Les deux pièces qu'il publia, L'Étoile au front et La Poussière de soleils, forment, dans son œuvre si tragique et si tendue, un espace de liberté et presque de bonheur : la mort n'y domine pas comme dans Impressions d'Afrique ou dans Locus solus. Les mots, les anecdotes y expriment une gratuité vraie, comme si l'espace scénique libérait d'une fatalité, que le jeu théâtral lavait des malédictions. Dans L'Étoile au front ou dans La Poussière de soleils, le monde n'est plus empoisonné, l'espace n'est plus le gigantesque piège qui retient prisonniers les personnages d'Impressions d'Afrique sur ce champ de fêtes qui est aussi lieu d'exécutions, ou, dans Locus solus, ce parc qui est aussi prison, salle de tortures. Dans les deux pièces, l'espace n'est pas mortifère, et elles s'achèvent “bien”. On y trouve même des “méchants” dont l'élimination permet des fins heureuses, sans arrière-pensée.

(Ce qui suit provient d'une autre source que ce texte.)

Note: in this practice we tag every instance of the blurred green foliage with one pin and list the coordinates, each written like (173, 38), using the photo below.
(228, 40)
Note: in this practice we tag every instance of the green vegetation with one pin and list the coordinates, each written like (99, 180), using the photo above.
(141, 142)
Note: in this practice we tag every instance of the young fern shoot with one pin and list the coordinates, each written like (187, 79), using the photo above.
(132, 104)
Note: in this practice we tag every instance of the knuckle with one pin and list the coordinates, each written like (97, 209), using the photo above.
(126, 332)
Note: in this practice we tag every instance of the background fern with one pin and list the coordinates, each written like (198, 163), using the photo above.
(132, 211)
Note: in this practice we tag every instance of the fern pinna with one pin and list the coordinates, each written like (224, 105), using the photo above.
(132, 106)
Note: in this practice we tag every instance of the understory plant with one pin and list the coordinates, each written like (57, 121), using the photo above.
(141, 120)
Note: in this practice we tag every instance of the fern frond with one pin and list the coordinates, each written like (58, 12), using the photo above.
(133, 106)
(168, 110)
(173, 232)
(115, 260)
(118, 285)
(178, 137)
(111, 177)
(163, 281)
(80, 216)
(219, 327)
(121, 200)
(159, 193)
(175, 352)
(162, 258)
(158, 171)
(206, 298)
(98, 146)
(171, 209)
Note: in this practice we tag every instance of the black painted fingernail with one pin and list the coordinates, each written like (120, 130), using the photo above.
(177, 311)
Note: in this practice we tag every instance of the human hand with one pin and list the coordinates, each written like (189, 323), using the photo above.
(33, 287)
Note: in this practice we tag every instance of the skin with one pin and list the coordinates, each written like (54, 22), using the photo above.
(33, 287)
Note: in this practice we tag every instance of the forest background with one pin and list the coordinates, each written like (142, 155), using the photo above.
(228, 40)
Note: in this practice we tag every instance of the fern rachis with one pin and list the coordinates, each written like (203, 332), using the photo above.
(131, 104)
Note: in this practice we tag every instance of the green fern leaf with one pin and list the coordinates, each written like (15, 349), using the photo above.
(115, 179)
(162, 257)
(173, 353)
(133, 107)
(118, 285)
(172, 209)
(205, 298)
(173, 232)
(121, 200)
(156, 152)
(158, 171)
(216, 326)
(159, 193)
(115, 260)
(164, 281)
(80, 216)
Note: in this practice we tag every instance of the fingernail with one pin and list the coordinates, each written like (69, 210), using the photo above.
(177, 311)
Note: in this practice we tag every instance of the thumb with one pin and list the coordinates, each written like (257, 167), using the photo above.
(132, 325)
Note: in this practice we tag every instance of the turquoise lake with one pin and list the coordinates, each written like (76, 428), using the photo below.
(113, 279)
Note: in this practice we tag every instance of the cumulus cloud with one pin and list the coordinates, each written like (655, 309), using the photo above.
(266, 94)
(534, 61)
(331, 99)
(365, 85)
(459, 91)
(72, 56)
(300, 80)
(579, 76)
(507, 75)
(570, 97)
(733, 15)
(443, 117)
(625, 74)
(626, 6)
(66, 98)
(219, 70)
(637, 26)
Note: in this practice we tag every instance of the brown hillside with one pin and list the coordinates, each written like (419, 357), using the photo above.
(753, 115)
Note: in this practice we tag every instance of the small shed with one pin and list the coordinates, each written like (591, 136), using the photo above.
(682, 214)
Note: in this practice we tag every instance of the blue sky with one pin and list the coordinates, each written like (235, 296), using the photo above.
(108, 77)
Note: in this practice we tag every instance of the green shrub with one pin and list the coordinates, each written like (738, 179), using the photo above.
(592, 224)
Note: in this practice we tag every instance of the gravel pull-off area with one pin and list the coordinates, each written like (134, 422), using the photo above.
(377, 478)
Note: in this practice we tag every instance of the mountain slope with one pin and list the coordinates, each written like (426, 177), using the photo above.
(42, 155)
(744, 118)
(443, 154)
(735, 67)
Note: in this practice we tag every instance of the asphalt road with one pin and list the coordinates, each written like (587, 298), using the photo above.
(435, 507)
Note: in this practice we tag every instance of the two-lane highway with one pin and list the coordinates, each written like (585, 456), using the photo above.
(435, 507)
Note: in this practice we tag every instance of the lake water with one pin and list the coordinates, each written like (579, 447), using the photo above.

La Poussière de soleils en particulier, seul de tous les livres de Roussel, est portée par un mouvement perpétuel, course-poursuite au bord du burlesque, dans de beaux décors aux couleurs vives, d'une énergie, d'un dynamisme irrésistibles, loin du fatal recommencement des cadavres à répétition qui marquent Locus solus. Une photographie porte témoignage de ce bonheur théâtral de Roussel : on l'y voit en costume de marin tenant un petit rôle dans une représentation d'Impressions d'Afrique, comme un prince incognito au milieu des simples mortels, satisfait de voir autour de lui le monde fonctionner comme il l'entend – réconcilié, au moins le temps de la représentation.